NCPA - National Center for Policy Analysis

State Unemployment Trust Funds in Trouble

May 8, 2014

States have unemployment insurance trust funds, intended to generate money to finance unemployment benefits for out-of-work Americans. But the funds took a hit during the recession, and many states are still facing large amounts of debt, reports Stateline.

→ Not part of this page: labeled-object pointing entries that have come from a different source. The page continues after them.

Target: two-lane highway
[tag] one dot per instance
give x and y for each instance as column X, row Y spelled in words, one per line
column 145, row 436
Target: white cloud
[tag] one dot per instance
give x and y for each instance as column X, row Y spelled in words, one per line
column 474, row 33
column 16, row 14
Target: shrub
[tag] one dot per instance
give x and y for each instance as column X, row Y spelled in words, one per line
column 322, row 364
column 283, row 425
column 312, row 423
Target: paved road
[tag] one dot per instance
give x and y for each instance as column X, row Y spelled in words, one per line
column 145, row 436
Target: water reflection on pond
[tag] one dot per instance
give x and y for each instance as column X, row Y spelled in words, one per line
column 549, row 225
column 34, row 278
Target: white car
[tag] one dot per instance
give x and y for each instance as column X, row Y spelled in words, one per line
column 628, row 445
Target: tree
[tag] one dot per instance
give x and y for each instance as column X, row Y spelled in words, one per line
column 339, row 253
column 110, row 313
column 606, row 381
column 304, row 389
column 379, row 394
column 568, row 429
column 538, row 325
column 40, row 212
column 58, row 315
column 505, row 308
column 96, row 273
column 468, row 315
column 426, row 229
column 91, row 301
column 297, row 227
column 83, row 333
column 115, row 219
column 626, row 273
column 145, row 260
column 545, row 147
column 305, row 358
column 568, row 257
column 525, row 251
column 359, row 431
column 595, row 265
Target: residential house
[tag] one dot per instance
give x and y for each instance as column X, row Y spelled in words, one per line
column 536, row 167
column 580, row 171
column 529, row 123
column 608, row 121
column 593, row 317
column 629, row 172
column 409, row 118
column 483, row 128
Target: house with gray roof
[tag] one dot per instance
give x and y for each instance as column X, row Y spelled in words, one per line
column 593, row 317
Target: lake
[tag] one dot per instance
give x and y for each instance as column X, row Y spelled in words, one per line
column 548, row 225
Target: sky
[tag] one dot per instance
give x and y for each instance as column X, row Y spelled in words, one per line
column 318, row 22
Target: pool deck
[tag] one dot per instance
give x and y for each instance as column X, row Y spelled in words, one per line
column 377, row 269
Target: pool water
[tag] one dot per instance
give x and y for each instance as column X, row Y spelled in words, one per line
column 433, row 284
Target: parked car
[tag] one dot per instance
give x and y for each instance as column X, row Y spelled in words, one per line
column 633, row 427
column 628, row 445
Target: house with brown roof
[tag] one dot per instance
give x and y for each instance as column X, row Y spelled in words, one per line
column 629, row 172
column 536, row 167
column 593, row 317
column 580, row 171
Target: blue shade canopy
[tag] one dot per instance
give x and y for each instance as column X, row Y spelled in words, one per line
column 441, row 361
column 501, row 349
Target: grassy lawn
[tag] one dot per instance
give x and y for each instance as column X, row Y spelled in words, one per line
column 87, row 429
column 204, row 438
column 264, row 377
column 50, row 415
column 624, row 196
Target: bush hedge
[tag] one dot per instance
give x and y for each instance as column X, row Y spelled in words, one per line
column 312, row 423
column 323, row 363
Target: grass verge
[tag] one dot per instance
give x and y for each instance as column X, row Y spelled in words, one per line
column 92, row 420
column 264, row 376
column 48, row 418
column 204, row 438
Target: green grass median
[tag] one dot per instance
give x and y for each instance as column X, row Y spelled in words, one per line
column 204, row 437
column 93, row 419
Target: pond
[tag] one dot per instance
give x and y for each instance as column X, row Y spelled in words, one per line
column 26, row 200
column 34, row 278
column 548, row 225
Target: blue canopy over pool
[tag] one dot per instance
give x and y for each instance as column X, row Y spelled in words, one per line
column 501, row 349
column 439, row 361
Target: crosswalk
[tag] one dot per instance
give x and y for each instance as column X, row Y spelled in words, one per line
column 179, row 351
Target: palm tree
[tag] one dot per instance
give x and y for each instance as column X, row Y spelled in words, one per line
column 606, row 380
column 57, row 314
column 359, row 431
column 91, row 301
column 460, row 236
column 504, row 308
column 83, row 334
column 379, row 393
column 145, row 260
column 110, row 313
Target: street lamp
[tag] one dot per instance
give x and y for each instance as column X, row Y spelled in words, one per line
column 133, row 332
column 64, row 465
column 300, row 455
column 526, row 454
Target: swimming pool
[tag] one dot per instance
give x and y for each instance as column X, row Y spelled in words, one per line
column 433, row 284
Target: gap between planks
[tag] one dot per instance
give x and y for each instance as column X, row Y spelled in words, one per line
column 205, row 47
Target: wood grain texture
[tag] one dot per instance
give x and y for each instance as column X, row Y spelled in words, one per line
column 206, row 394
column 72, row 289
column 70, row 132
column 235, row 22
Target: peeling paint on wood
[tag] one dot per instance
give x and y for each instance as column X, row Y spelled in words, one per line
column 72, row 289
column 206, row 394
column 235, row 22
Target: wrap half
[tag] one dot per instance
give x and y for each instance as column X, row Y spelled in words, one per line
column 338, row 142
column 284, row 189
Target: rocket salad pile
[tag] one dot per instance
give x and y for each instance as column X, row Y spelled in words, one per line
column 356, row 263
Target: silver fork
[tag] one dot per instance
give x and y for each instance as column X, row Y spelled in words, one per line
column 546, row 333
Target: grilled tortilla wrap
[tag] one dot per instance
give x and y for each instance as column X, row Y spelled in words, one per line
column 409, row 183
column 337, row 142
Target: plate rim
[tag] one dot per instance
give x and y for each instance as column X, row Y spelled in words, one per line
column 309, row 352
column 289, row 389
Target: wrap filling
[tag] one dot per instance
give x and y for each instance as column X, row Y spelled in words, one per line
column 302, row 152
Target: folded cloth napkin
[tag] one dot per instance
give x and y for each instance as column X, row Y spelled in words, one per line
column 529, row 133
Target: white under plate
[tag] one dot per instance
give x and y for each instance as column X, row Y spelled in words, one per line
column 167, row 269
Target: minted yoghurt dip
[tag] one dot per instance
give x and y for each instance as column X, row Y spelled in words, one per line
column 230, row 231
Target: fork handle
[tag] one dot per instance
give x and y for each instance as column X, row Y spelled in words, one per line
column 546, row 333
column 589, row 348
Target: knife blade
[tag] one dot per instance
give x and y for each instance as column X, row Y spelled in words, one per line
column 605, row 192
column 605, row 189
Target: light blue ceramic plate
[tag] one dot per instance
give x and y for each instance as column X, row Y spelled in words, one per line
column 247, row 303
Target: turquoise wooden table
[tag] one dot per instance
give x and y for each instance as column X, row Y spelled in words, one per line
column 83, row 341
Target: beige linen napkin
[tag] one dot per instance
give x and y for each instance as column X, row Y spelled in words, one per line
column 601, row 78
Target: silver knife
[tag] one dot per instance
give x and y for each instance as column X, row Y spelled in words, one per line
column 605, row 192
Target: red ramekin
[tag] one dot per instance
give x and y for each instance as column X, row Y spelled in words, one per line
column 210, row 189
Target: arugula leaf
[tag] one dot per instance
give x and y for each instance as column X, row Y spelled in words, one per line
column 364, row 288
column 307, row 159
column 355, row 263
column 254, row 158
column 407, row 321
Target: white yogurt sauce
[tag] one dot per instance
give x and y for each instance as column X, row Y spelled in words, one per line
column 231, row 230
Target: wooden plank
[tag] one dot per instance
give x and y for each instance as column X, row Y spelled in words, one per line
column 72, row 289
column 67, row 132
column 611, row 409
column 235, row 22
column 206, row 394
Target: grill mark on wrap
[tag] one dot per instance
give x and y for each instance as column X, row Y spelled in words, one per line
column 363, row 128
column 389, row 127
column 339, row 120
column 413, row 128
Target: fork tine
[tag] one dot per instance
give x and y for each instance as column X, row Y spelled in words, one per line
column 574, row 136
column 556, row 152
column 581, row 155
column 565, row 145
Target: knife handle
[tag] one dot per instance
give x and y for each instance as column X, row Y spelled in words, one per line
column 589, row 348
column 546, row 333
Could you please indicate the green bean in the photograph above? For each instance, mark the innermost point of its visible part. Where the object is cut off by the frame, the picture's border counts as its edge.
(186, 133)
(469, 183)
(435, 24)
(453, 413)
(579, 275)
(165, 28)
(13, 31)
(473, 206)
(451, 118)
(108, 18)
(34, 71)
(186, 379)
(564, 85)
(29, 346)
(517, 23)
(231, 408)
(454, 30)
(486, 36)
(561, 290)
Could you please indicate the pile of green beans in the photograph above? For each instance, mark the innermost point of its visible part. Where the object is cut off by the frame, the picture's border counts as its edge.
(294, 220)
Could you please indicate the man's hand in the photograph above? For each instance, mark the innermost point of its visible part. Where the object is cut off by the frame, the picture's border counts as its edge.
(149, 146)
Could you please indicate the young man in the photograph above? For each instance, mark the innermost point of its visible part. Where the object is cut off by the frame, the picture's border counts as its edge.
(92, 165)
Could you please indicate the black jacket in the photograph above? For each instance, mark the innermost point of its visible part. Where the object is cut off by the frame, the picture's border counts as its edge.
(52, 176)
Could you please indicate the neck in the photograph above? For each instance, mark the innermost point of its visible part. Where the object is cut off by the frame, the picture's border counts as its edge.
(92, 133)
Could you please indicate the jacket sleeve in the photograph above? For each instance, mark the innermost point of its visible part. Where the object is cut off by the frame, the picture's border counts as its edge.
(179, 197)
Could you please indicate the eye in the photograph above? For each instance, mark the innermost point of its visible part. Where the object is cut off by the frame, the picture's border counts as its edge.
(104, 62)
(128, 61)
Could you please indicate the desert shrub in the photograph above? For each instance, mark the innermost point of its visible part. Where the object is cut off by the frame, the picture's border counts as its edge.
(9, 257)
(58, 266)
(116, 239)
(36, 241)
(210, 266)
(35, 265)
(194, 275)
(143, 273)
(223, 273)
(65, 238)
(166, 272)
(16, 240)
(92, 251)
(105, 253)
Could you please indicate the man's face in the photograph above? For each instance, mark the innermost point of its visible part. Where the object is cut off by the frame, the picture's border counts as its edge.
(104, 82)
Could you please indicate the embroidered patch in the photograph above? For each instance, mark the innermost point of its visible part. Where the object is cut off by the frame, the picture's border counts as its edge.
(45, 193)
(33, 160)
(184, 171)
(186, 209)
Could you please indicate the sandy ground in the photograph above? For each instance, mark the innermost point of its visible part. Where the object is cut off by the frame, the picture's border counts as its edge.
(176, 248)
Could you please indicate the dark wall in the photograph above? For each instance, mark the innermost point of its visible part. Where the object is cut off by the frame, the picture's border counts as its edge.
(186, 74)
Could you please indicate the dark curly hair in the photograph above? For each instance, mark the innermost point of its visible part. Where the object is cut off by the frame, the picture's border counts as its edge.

  • In early 2011, when debt levels were at their worst, the states collectively owed $47 billion to the federal government.
  • During the Great Recession, 36 states asked the federal government for loans. Today, 16 states owe more than $21 billion to the federal government. This does not mean that the other states are not in debt -- many simply borrowed from the private bond market, making the debt difficult to track.
  • California held the highest amount of debt -- at more than $10 billion. As of March 31, its unemployment trust fund was $9.8 billion in debt.
  • Indiana, New York, North Carolina and Ohio each have more than $1 billion in debt.
  • Some states have been able to recover, however. Minnesota had a positive trust fund balance of $237.8 million, which dropped to more than $700 billion in debt in early 2011. As of March, the fund had a positive balance of more than $1 billion.

Some states raise taxes when their unemployment funds drop to low levels. Colorado, for example, taxed employers who laid off workers in 2010. But other states have reduced benefits instead.

  • North Carolina completely overhauled its unemployment system last year, becoming the first state to opt out of the federally funded long-term unemployment benefits system.
  • It also made the number of available weeks of unemployment benefits dependent upon the unemployment rate. When the unemployment rate is above 9 percent, 20 weeks of unemployment benefits are available. When the rate is at 5.5 percent, the state grants 12 weeks of benefits.
  • North Carolina's debt has fallen from $2.6 billion in early 2012 to $1.45 billion in March 2014.

These unemployment funds are not prepared for another round of widespread unemployment. Prior to the recession, the states together had less than $40 billion in their unemployment trust funds, the lowest level since World War II. In the early 2000s, the state funds had more than $50 billion.